Minnesota on Wednesday reported its highest single-day COVID-19 death count since July 2 and its lowest two-day trend since June 30 of new infections with the coronavirus that causes the disease.
Health officials warned that neither conflicting milestone is a positive or negative indicator of the course of the pandemic — now in its sixth month in Minnesota.
"In order to really evaluate meaningful trends, you need many more days' worth of data," said Kris Ehresmann, state infectious disease director. "So we continue to celebrate every day with lower case numbers. But in order to really feel good, we would want to see sustained reductions over many days."
Given the unsettled nature of the pandemic, Gov. Tim Walz signed an executive order Wednesday extending through Sept. 11 his peacetime emergency powers, which he used earlier this year to impose a 51-day statewide shutdown and this summer to require indoor mask-wearing to reduce viral exposure.
"We are still in the midst of this," Walz said.
Despite criticism from Republican opponents that he has overextended and overused these powers, Walz said most other states have similar orders in place. Some conservative states such as Texas have used them to impose even more restrictions than are in place in Minnesota at the moment. Cancellations of fall football by the Big Ten and the Minnesota State High School League reflect continued risks.

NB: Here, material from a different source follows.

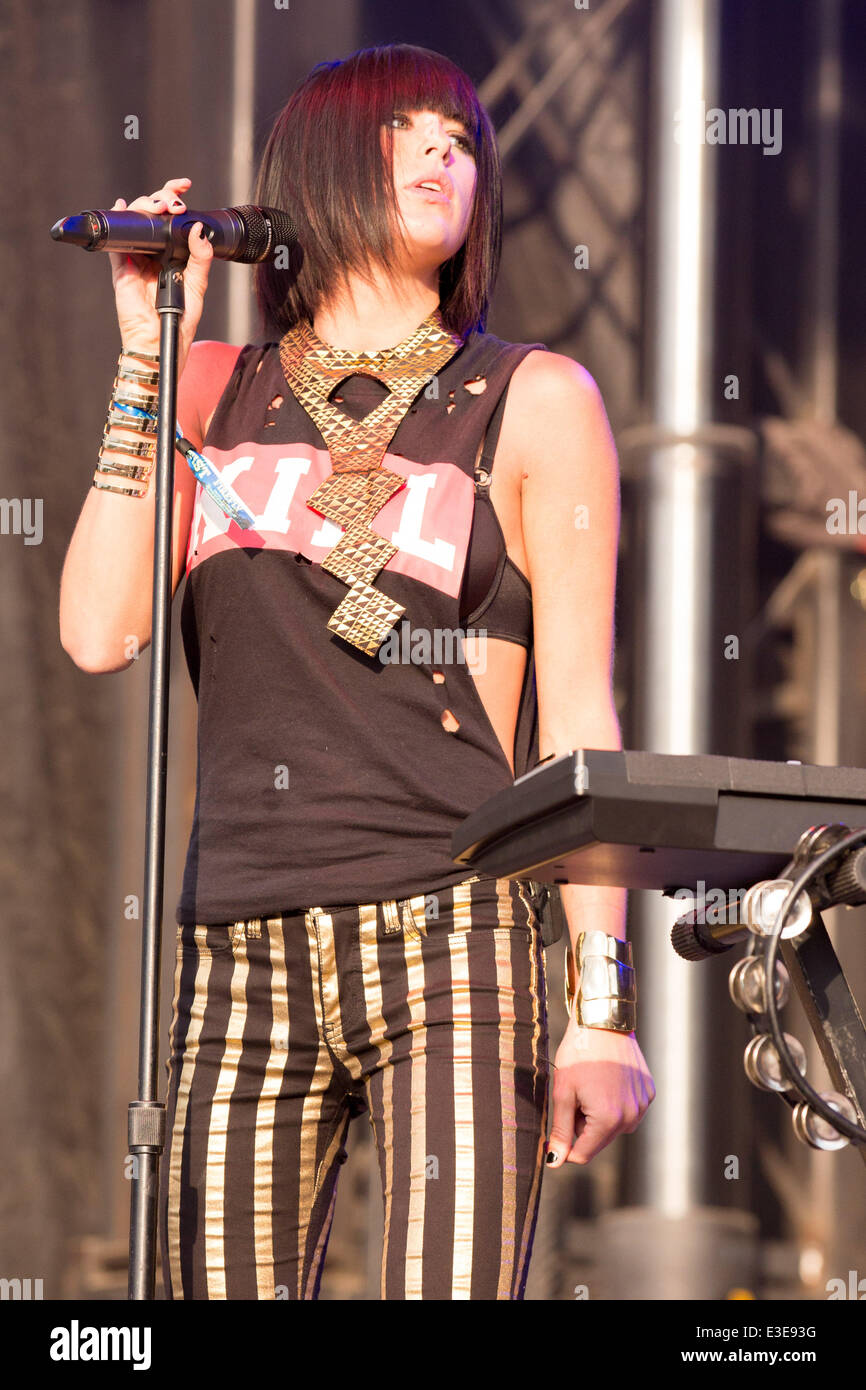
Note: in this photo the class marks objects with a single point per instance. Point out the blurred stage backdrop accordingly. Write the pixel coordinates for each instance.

"I wished that the nation would have done things differently in March, April, May and June, July," the governor added, "so that we can talk about return to normalcy and football. But wishing is not a plan."
The state has reported a total of 62,303 infections in the pandemic, including 55,855 people who have recovered, but also 1,678 deaths. The toll included 12 COVID-19 deaths reported on Wednesday — the first double-digit total in more than one month.